On 10.02.21 11:55, Marek Kozlowski wrote:
I know that clamav and spamassassin are out of scope of this list. But
my question is more postfix-related. Most systems and Linux distros
have tutorials on postfix, spamassassin and clamav. In most of I've
read the recommended way of connecting clamav is via smtpd_milters in
main.cf. But spamassassin in those tutorial is not connected that way
but a master.cf entry is defined and a "-o content_filter=that_entry"
for smtp service is added. If so many people do that there must be
some reason for it. I'm wondering: what is the reason? what's the
difference?
the difference between content_filter and milter is that milter runs during
SMTP session, while content_filter after mail is received.

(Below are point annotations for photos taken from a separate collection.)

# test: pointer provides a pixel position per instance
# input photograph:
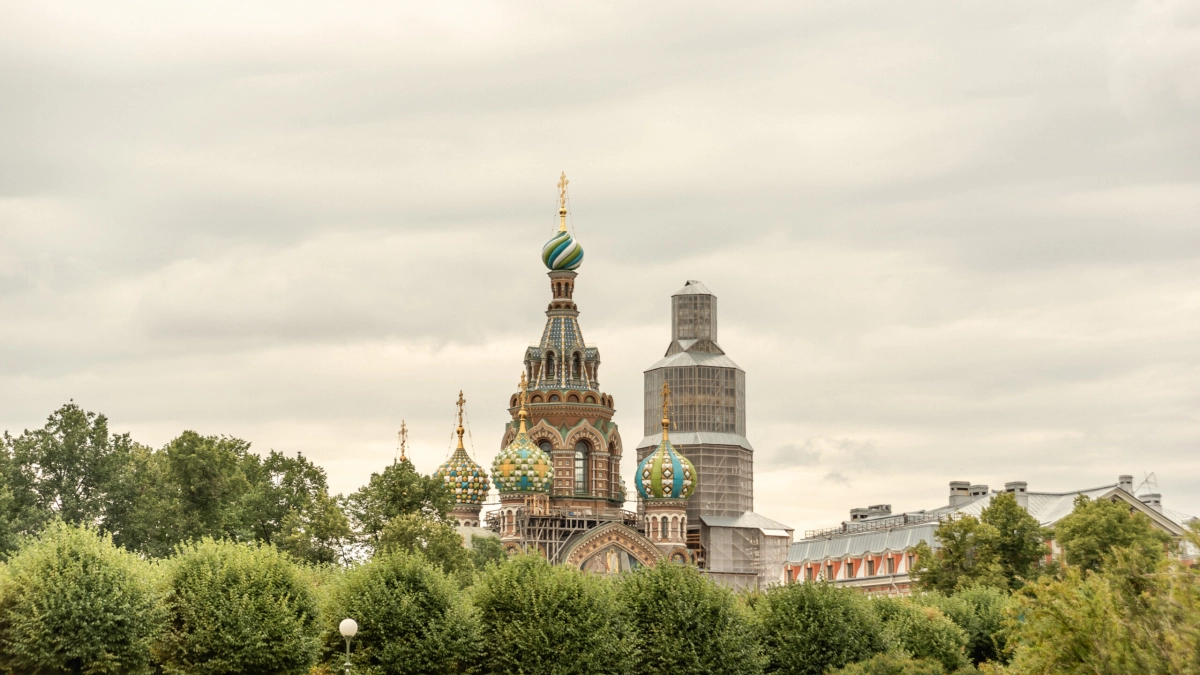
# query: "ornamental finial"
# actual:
(562, 202)
(461, 402)
(666, 407)
(523, 414)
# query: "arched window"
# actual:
(581, 467)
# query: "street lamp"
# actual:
(348, 627)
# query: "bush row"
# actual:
(73, 602)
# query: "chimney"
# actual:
(960, 493)
(1020, 490)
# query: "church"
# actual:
(558, 470)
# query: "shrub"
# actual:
(412, 619)
(892, 664)
(682, 622)
(809, 628)
(921, 632)
(537, 619)
(237, 608)
(979, 613)
(72, 602)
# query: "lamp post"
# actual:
(348, 627)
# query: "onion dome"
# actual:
(522, 466)
(562, 252)
(462, 476)
(665, 473)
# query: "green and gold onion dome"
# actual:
(522, 466)
(562, 252)
(665, 473)
(463, 477)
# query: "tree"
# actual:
(979, 611)
(1020, 541)
(809, 628)
(967, 556)
(682, 622)
(66, 469)
(399, 490)
(73, 603)
(1096, 527)
(892, 664)
(412, 619)
(319, 533)
(486, 550)
(537, 619)
(1134, 615)
(237, 608)
(921, 632)
(436, 541)
(207, 475)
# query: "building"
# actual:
(873, 550)
(708, 413)
(558, 472)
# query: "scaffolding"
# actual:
(538, 526)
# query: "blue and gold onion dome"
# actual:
(665, 473)
(562, 252)
(522, 466)
(463, 477)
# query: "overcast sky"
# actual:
(951, 240)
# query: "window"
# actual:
(581, 467)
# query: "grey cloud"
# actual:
(951, 237)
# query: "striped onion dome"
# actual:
(522, 466)
(665, 473)
(463, 477)
(562, 252)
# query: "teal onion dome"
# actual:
(465, 478)
(522, 466)
(665, 473)
(562, 252)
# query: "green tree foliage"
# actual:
(1003, 548)
(1099, 526)
(809, 628)
(436, 541)
(682, 622)
(543, 620)
(967, 556)
(979, 611)
(73, 603)
(65, 470)
(922, 632)
(1137, 615)
(412, 619)
(399, 490)
(1020, 541)
(485, 551)
(892, 664)
(238, 608)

Thus, you can reject mail with milter, so the sender has to handle it, while
rejecting in content_filter means you have to handle it.

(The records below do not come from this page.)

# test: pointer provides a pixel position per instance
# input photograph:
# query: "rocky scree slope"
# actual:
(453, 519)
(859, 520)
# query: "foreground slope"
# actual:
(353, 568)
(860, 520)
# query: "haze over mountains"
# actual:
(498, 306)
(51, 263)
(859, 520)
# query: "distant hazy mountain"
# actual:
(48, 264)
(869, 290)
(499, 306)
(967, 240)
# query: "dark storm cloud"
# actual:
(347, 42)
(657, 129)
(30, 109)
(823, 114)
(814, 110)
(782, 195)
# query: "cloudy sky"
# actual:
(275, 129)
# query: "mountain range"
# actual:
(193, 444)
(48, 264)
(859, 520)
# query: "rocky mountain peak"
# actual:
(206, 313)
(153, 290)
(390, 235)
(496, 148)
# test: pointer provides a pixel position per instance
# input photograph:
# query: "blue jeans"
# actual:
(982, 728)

The difference between main.cf and master.cf is that main.cf applies for
all (unless overridden), while master.cf overrides
I guess clamav scanning is faster than spamassassin scanning, so admins may
consider it more safe.
I remember that when filtering mail with milter at SMTP level, customers
complained about long time needed to send the mail.
Thus, I switched to content_filter when receiving mail from end-users
- usually services submission/587 submissions(smtps)/465,
while using milter when receiving mail from the world (port 25).
Few places where users send mail on port 25 but run server behing NAT, I ask
to NAT 25 from the world to other port where I run postscreen and milters.
Note that I usually run amavis which calls both spamassassin and clamav.
Either as content_filter, or via amavisd-milter.